Neben der individuellen Beschäftigung mit Wahrnehmung und Regulation ist es für gelingende Beziehungen wichtig, mit den eigenen Gefühlen, Gedanken und Körpersensationen in Kontakt zum anderen zu gehen. Eine Verbindung zum anderen entsteht, wenn wir uns trauen, unsere Wahrnehmungsereignisse mitzuteilen.

Konfliktkompetenz

Eine Konfliktkompetenz baut auf unseren Fähigkeiten auf, wahrzunehmen, zu regulieren und zu kommunizieren. Haben wir diese Fähigkeiten eingeübt, können wir sie in den Dienst der Lösung von Konflikten, Missverständnissen und Verletzungen stellen. Dann können wir solche Fähigkeiten ausbauen, wie zum Beispiel gute Grenzen zu setzen, Kompromisse zu entwickeln oder Vergebung zu geben und anzunehmen.

Beziehungen leben

Dieses Lernen kann in ganz unterschiedlichen „Räumen“ geschehen. Zum einen gibt es die geschützten Räume, wo wir außerhalb der brenzligen Beziehungssituationen erste Schritte gehen: in Seelsorge, Beratung oder Therapie, in der Selbstreflexion und in der Zeit mit Gott.

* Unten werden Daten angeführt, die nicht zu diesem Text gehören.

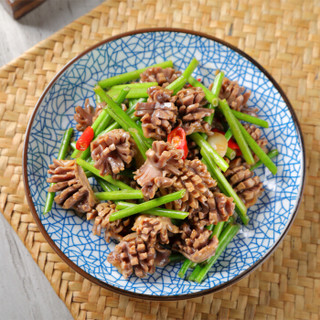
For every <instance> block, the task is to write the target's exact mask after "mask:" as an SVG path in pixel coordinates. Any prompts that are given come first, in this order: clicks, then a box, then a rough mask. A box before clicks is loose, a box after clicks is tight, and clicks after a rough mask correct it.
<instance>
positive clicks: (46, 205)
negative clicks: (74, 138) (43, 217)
mask: <svg viewBox="0 0 320 320" xmlns="http://www.w3.org/2000/svg"><path fill="white" fill-rule="evenodd" d="M72 134H73V129H72V128H69V129H67V130H66V131H65V132H64V135H63V138H62V141H61V145H60V149H59V153H58V156H57V160H64V159H65V157H66V155H67V153H68V148H69V145H70V140H71V137H72ZM53 185H54V183H50V187H52V186H53ZM54 196H55V192H48V193H47V198H46V202H45V205H44V209H43V214H46V213H48V212H49V211H50V210H51V209H52V204H53V201H54Z"/></svg>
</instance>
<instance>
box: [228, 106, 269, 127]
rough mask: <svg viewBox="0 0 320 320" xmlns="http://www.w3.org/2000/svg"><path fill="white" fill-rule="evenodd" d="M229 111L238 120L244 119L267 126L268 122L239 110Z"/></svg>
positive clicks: (256, 123) (245, 120)
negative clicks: (234, 116)
mask: <svg viewBox="0 0 320 320" xmlns="http://www.w3.org/2000/svg"><path fill="white" fill-rule="evenodd" d="M231 112H232V113H233V115H234V116H235V117H236V118H237V119H238V120H242V121H246V122H249V123H252V124H255V125H257V126H260V127H263V128H269V123H268V122H267V121H265V120H262V119H260V118H257V117H253V116H250V115H249V114H246V113H243V112H239V111H236V110H231Z"/></svg>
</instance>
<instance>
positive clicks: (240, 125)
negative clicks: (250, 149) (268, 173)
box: [236, 119, 278, 174]
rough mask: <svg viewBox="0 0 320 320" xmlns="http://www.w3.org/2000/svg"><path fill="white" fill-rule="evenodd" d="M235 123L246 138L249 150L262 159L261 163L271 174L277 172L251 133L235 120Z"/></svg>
mask: <svg viewBox="0 0 320 320" xmlns="http://www.w3.org/2000/svg"><path fill="white" fill-rule="evenodd" d="M236 121H237V125H238V126H239V129H240V131H241V133H242V134H243V136H244V138H245V139H246V141H247V143H248V145H249V147H250V148H251V150H252V151H253V152H254V153H255V154H256V156H257V157H258V158H259V159H260V160H261V161H262V163H263V164H264V165H265V166H266V167H267V168H268V169H269V170H270V171H271V173H272V174H276V173H277V170H278V169H277V167H276V165H275V164H274V163H273V162H272V160H271V159H270V158H269V157H268V155H267V154H266V153H265V152H264V151H263V150H262V149H261V147H260V146H259V145H258V144H257V142H256V141H255V140H254V139H253V138H252V137H251V135H250V134H249V133H248V132H247V130H246V129H245V128H244V127H243V125H242V124H241V123H240V122H239V120H237V119H236Z"/></svg>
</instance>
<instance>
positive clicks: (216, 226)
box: [210, 221, 225, 239]
mask: <svg viewBox="0 0 320 320" xmlns="http://www.w3.org/2000/svg"><path fill="white" fill-rule="evenodd" d="M224 225H225V222H224V221H220V222H218V223H217V224H216V225H215V226H214V228H213V231H212V234H211V236H210V239H211V238H213V237H214V236H216V237H217V238H218V239H219V237H220V233H221V232H222V230H223V227H224Z"/></svg>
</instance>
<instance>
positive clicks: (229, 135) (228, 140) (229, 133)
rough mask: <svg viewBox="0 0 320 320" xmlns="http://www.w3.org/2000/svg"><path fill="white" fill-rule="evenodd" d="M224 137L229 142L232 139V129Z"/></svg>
mask: <svg viewBox="0 0 320 320" xmlns="http://www.w3.org/2000/svg"><path fill="white" fill-rule="evenodd" d="M224 136H225V138H226V139H227V141H229V140H230V139H231V138H232V131H231V129H230V128H229V129H228V130H227V132H226V133H225V135H224Z"/></svg>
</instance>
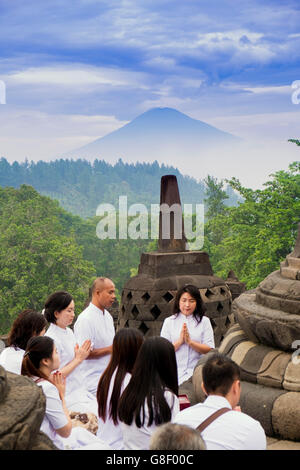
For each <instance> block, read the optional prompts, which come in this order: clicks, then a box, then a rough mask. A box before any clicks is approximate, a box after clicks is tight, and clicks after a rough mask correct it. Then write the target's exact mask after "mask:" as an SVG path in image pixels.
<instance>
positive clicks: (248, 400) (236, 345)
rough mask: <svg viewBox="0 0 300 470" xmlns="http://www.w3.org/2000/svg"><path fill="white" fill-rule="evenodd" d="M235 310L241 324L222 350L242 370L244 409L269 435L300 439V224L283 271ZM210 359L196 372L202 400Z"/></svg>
mask: <svg viewBox="0 0 300 470" xmlns="http://www.w3.org/2000/svg"><path fill="white" fill-rule="evenodd" d="M232 311H233V314H234V316H235V319H236V321H237V323H236V324H235V325H233V326H232V327H231V328H230V329H229V330H228V332H227V334H226V336H225V338H224V340H223V341H222V343H221V344H220V346H219V348H218V350H219V352H220V353H223V354H226V355H227V356H229V357H231V359H233V360H234V361H235V362H236V363H237V364H239V366H240V368H241V381H242V393H241V400H240V405H241V408H242V410H243V411H244V412H245V413H247V414H249V415H250V416H252V417H253V418H255V419H257V420H259V421H260V423H261V424H262V426H263V427H264V429H265V432H266V434H267V435H268V436H270V437H275V438H279V439H287V440H294V441H300V224H299V232H298V236H297V240H296V245H295V249H294V250H293V251H292V253H290V254H289V255H287V257H286V259H285V261H283V262H282V263H281V264H280V269H279V270H278V271H275V272H273V273H271V274H270V275H269V276H267V278H266V279H265V280H263V281H262V282H261V283H260V284H259V286H258V287H257V289H254V290H252V291H249V292H245V293H242V294H241V295H240V296H239V297H238V298H237V299H235V300H234V302H233V305H232ZM210 354H211V353H209V354H208V355H207V357H209V355H210ZM207 357H203V358H201V359H200V361H199V362H198V365H197V366H196V368H195V371H194V375H193V385H194V392H195V395H196V400H197V401H198V402H199V401H203V400H204V398H205V397H204V395H203V392H202V390H201V387H200V384H201V380H202V378H201V374H202V367H203V365H204V363H205V361H206V360H207Z"/></svg>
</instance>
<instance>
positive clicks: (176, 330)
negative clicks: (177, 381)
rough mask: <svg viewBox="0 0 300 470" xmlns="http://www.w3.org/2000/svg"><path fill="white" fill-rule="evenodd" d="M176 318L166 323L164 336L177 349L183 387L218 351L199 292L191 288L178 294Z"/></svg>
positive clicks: (210, 323) (174, 318)
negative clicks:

Das beste Lernfeld sind aber vor allem die direkten Beziehungserfahrungen. Ich möchte ermutigen, dranzubleiben… Manchmal ist es so, dass man sich im Laufe des Lebens immer weiter von den Idealvorstellungen der Jugend über gelungene Beziehungen entfernt. Einesteils ist das gut, weil wir weiser auf Situationen schauen. Zum anderen sollten wir uns aber von den Jungen immer wieder anstecken lassen, von ihrer Begeisterung für Beziehung.

Gott hat uns füreinander und für Beziehung geschaffen. Und nirgends entwickeln sich unsere sozialen Kompetenzen so nachhaltig, wie in echten Beziehungen. Miteinander. Mit Gott.